Economics You Can Play, Not Economics You Can Use?

Curator's Note

Video games have painted economic pictures – and been economic playgrounds – since the 1980s.  More than three decades of games engaging with complex ideas has helped the serious games movement gain the traction it has today.  Not surprisingly, because they excel at creating controlled, rule-based simulation, video games have even garnered the attention of economists in recent years:  gold farming, micro-transactions, virtual economies roughly the size of Bulgaria.   Who could resist?    

The beauty of video games is the range of things that can be made into an economic lesson.  In-game advertising is set to become a major revenue stream for the industry, and everything from the goods you make to the reputation you create is potentially profitable in a virtual world.  

What has received less attention is the portrayals of the economy video games have put forth.  Simulation games have long been a mainstay of the industry, and economic simulations have numbered among the best sellers in the industry.  Games like Maxis’ SimCity (1989) and Interactive Magic’s Capitalism (1995) engaged the player with their own versions of what capitalism and economic management was about.   These games were successful enough to spawn franchises, but like many popular media texts that touch on economics, these franchises offer a fairly limited and less than critical view of just how complex economics can be.  

More recently, though, games like Electronic Arts’ The Sims (2000) and all its spin-offs offer a distinctly different take on what the economy is about.   While early games focused on maintaining complex systems – cities, nations, business or industries – games like The Sims have shifted the focus to micro-economic moments.  More significantly, they’ve leaped from thinking about the labor theory of value and balancing supply and demand to a wholesale (no pun intended) adherence to the utility theory of value and consumer driven economics.    To be fair, there are jobs in The Sims, but the labor itself is pushed to the margins – who wants a virtual job?  - but the focus is on anything but labor.    Whle such games focus tremendous effort on realistic replication of environment, reflected in lines of code and complex physics algorithms, the ideas themselves rarely are treated as complex.   The lesson of The Sims and in the economies of all those MMORPGs is simple (but by accident or design?):  if you want a better life, buy a better good.    And while there’s evidence of some limited engagement with the problems of these simple portrayals,  there are few examples which are both thoughtful and use the form, let alone offer responses recognizing the problem and the irony of preaching consumption.   It leaves us to wonder whether the active engagement of players that makes video games useful for training, potentially pushes passive acceptance of others? 


I think this analysis is so useful to thinking about the economies of virtual worlds. Since I have somehow completely missed entire generations of video games (I can play Pong), my reply is only to suggest other kinds of narratives that might prove fruitful for consideration, like Grand Theft Auto. What seems fascinating about this game, and its surrounding controversy, is the way it privileges success at the jobs and skills necessary in a criminal economy. I think we often overlook a life of crime as an alternative and often subversive labor and financial world. I'm also thinking about war games and the possible uses of the military-industrial complex required to win. Thanks Randy, you gave me a lot to think about.
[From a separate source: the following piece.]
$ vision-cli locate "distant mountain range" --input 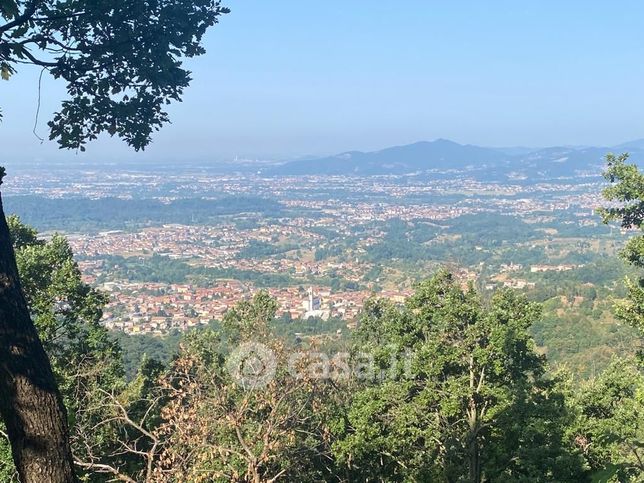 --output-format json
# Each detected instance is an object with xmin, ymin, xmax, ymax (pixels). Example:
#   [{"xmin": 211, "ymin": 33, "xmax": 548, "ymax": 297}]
[{"xmin": 263, "ymin": 139, "xmax": 644, "ymax": 179}]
I feel like there are some interesting parallels between this and your example, in part because of how video games require the assumption of the "I" position while often obscuring any real ability to act collectively or collaboratively (combat/military games being an obvious - and often problematic exception).   But should we be surprised that video games tend towards competition rather than collaboration when that's a theme of so much of our daily lives?

The GTA example, while something of a lightning rod, is fun because, read as an economic narrative, it tells us that success - no matter how dirty - washes everything clean:  it's okay to be a criminal as long as you're a successful criminal.   Certain criminals are fodder for the actions of the game, while others become off-limits by virtue of their success.